Although the decision establishes the principle of recoverability of Third Party Funding, it is important to note the Court’s caution that “whether and, if so, how the arbitrator exercises that discretion in any particular case is an entirely different matter”. There is, therefore, no implication that Third Party Funding must fall within such “other costs” and any award of costs remains subject to the caveat that such costs must have been “reasonably” incurred. It is not necessarily a foregone conclusion that this principle will be applied elsewhere and it is difficult to predict how a Tribunal will exercise the discretion on a case-by-case basis. For example, in the present case, the Tribunal accepted expert evidence that there was “no credible alternative source of funding” for Norscot, and cited the fact that Essar had deliberately conducted matters in such a way as to deprive Norscot of the opportunity of being able to use its own resources to fund the arbitration. It is not clear how a Tribunal would view recoverability in circumstances where a party made a voluntary choice to seek Third Party Funding, rather than fund its own costs, for example, to hedge against its own risk in pursuing a claim. Moreover, in this instance, it was held that the costs of Third Party Funding were “directly and immediately” caused by Essar’s conduct. Whether such costs would still remain recoverable where they were incurred voluntarily or willingly, without a Tribunal making any adverse findings against the opposing party’s conduct, remains to be seen.

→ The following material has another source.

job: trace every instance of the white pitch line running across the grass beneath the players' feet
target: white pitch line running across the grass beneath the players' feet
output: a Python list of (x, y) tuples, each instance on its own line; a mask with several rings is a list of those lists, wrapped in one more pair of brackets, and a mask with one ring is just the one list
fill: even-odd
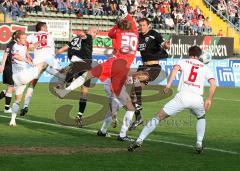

Additionally, it is not yet clear how the issue will be treated in different jurisdictions and pursuant to the rules of other arbitral institutions. In this regard, it is important to note that the ICC’s report, which expressly refers to the possibility of recovering such costs, was based on a detailed analysis and evaluation of principles applicable to costs recovery in a number of different jurisdictions and under different institutional rules. The ICC’s report was produced after consultation with and input from a number of prominent institutions, including the London Court of International Arbitration, the Permanent Court of Arbitration, the Stockholm Chamber of Commerce and the Hong Kong International Arbitration Centre. It is, therefore, possible that the ICC’s view on recoverability, as supported by the Court, is reflective of an international consensus regarding recoverability of Third Party Funding costs in arbitral proceedings.

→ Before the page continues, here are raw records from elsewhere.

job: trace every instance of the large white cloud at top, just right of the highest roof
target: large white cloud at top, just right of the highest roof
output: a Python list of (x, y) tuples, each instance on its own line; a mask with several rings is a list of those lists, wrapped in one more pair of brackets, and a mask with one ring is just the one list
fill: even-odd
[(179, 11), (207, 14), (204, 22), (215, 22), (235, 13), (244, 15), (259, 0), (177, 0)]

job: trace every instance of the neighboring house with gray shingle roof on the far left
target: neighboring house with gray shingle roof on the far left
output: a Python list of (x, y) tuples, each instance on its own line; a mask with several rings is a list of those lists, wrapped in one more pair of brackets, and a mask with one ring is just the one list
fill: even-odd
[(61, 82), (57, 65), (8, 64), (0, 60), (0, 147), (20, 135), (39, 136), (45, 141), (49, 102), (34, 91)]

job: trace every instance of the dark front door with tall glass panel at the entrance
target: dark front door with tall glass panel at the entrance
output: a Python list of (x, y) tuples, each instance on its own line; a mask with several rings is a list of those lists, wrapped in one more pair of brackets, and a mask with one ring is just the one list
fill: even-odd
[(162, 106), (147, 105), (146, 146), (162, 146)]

Although the long-term effects of this judgment cannot yet be assessed, the decision may serve to enhance the attractiveness of England as an arbitral seat for parties who intend to enter into Third Party Funding arrangements. The attraction of recoverability may have to be balanced against future developments, including the likelihood that parties will press for the disclosure of Third Party Funding arrangements at the outset of proceedings in order to enable those parties to evaluate their potential exposure to risk and costs.